Le maire UDI de Sceaux, Philippe Laurent, a fait part de sa surprise devant les propos du ministre de l'Intérieur "qui s'en est explicitement pris aux maires ayant signé des arrêtés obligeant au port d'une protection nasale et buccale" au moment même où le tribunal examinait le référé. M. Laurent avait pris cette décision lundi pour obliger les habitants de plus de 10 ans à sortir le visage couvert à partir de mercredi. 

L'édile s'est basé sur l'avis de l'Académie de médecine émis le 3 avril et qui propose de rendre le port d'un dispositif buccal et nasal obligatoire pour toute sortie, afin de lutter contre la propagation du nouveau coronavirus. Philippe Laurent avait aussi expliqué avoir constaté un "relâchement sur la question du confinement", nécessitant des mesures plus strictes.

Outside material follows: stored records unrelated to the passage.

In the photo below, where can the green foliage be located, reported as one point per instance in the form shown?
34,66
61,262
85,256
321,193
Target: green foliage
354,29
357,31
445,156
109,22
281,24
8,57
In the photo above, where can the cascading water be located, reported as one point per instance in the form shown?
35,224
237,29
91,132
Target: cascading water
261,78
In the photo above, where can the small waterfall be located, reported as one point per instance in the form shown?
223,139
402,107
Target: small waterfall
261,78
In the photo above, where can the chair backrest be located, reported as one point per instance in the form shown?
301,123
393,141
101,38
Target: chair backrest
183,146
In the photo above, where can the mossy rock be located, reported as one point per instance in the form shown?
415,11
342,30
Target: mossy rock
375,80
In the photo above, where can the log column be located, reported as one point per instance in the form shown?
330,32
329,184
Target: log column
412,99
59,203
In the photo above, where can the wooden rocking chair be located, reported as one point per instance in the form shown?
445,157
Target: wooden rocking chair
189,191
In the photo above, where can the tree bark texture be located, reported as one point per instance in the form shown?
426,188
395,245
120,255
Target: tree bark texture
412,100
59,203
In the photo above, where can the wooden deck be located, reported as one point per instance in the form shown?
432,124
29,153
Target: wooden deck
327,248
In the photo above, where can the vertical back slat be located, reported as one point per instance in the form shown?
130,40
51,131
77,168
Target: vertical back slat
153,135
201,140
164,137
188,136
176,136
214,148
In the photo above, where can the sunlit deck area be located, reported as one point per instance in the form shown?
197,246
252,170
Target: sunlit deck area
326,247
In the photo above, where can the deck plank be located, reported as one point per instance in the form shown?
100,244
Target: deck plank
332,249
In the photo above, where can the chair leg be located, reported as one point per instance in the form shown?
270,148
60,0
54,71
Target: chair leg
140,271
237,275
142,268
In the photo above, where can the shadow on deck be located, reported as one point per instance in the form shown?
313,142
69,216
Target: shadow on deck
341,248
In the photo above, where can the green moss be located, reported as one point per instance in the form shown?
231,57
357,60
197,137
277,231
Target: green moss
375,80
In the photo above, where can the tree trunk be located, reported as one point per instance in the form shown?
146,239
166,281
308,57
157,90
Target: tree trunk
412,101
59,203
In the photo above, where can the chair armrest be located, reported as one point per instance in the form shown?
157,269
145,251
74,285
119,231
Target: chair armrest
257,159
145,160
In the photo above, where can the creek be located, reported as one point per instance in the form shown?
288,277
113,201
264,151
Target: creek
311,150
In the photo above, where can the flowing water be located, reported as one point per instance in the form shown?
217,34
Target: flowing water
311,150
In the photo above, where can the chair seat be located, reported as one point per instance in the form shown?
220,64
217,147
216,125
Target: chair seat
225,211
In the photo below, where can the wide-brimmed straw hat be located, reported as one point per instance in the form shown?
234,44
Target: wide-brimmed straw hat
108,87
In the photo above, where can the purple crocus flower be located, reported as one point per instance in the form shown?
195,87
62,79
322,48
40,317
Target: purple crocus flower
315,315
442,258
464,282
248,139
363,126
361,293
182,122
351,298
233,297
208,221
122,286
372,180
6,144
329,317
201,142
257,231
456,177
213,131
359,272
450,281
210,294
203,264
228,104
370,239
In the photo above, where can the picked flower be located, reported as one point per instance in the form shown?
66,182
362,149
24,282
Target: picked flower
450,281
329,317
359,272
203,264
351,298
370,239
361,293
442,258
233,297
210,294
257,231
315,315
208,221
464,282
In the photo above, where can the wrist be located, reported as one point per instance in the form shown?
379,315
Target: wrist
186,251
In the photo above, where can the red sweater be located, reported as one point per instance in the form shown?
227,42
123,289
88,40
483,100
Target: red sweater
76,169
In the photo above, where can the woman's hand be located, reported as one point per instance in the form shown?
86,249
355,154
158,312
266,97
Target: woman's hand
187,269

"L'atteinte aux droits et libertés de chacun pour garantir l'ordre public sanitaire ne peut être ordonnée que par le gouvernement", a précisé Me Patrice Spinosi. Il a salué la décision du tribunal de Cergy-Pontoise, qui pourrait en préfigurer d'autres si jamais les villes de Nice ou Bordeaux prenaient des arrêtés similaires, "comme elles l'ont déjà annoncé".